Anche dal punto di vista tecnologico molte cose sono cambiate. Le prime proiezioni erano decisamente riassuntive, poiché si avvalevano di proiettori di diapositive di alta qualità ma fisicamente imponenti e farraginosi da utilizzare. La Eikon per prima si fece creare un programma per Apple Macintosh che metteva in sequenza diversi proiettori, in modo da rendere il lavoro del maestro collaboratore addetto alla proiezione più semplice. Poi sono arrivati anche i videoproiettori, sempre più potenti e competitivi, tali da rendere in parte obsoleta la vecchia diapositiva (ma molti preferiscono ancora il lavoro fotografico). Infine i tanti display luminosi.

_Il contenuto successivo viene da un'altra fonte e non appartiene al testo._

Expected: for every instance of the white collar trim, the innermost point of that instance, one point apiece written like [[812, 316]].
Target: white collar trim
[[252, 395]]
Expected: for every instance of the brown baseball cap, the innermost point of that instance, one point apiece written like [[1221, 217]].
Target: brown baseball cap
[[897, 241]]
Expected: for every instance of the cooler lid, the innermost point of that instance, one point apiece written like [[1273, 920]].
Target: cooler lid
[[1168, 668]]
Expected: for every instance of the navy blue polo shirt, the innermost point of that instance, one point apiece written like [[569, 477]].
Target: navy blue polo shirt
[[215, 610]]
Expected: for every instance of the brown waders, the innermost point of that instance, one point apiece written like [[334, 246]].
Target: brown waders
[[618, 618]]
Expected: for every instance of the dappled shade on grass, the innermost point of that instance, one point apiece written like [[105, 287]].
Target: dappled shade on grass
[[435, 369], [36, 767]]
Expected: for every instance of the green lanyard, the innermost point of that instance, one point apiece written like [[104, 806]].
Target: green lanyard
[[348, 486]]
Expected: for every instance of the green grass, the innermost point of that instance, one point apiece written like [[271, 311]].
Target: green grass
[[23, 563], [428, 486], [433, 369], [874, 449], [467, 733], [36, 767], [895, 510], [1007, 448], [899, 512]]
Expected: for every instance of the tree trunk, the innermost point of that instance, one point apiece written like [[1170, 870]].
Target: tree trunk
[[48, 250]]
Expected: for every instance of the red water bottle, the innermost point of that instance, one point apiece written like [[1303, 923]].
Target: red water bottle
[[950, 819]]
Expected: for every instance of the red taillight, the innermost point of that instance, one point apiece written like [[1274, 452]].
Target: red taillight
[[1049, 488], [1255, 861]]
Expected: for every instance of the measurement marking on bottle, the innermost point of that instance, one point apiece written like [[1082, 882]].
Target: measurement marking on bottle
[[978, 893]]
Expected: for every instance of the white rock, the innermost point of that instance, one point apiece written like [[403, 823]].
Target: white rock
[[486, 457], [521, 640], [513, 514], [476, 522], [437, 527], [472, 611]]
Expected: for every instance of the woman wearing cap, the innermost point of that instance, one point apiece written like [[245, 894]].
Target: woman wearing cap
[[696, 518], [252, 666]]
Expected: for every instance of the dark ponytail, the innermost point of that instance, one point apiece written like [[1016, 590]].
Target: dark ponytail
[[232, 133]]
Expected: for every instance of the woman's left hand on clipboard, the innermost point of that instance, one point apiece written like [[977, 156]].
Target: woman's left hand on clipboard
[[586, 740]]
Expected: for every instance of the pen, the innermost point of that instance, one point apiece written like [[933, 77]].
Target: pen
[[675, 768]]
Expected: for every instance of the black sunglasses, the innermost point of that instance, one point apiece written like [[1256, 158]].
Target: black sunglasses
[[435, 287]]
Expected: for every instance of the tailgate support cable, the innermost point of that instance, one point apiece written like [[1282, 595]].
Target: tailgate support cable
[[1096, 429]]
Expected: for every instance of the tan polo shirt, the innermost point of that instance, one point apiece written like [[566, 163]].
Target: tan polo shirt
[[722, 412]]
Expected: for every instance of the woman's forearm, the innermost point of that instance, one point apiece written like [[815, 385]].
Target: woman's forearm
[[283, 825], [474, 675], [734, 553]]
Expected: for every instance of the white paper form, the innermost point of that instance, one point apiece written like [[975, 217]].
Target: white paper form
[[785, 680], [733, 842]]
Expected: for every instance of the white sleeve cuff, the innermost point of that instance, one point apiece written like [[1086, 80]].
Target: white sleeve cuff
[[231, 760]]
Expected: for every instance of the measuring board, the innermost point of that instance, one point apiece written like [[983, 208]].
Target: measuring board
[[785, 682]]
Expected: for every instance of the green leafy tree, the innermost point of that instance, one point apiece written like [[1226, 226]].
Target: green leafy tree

Ma più che l’innovazione tecnologica, ciò che più colpisce è la trasformazione estetica e nella recezione che i sopratitoli hanno provocato. Se qualcuno facesse una statistica confrontando il numero di Ring o di produzioni di Janačék nei teatri europei prima e dopo l’introduzione dei sopratitoli, sono sicuro che scoprirebbe un fortissimo incremento. I sopratitoli hanno spalancato le porte dei teatri a titoli fino a non molto tempo fa programmabili solo come rarità per intenditori, e alimentato una ripresa di interesse da parte del pubblico di dimensioni straordinarie nei confronti dei titoli meno accessibili. Hanno dunque contribuito a rendere lo spettacolo lirico un’esperienza meno dedita alla ripetizione di sé stessa, e più vicina alla sensibilità culturale odierna.
Presumibilmente il loro viaggio non è finito. Alcuni teatri già proiettano i testi in più lingue (la Florida Grand Opera di Miami, per esempio, offre le traduzioni spagnola e inglese affiancate). Altri, dal Metropolitan alla Scala, hanno optato per dei sistemi apparentemente più discreti come i cosiddetti “videolibretti”; dico apparentemente perché in realtà richiedono lo stesso sforzo concettuale e, soprattutto, lo stesso mutamento di modalità recettiva (“Opera is not a reading experience!”, tuonava anni fa il direttore di «Opera News»). Altri ancora immagino che prima o poi decideranno di recedere da un elemento che, comunque lo si voglia intendere, rimane piuttosto invasivo; saranno aiutati in questo da nuove tecnologie, come la distribuzione di palmari all’ingresso a chi ne facesse richiesta, o da chissà cos’altro. L’assenza di sopratitoli diventerà così parte di una nuova filologia dell’ascolto.
È difficile da dire che cosa ne sarà in futuro, ma ciò che è innegabile è che da servizio accessorio i sopratitoli sono diventati parte integrante dello spettacolo e del modo di goderlo. Sono diventati una delle tante competenze artigianali necessarie allo spettacolo dal vivo.
Dunque: Buon compleanno, sopratitoli!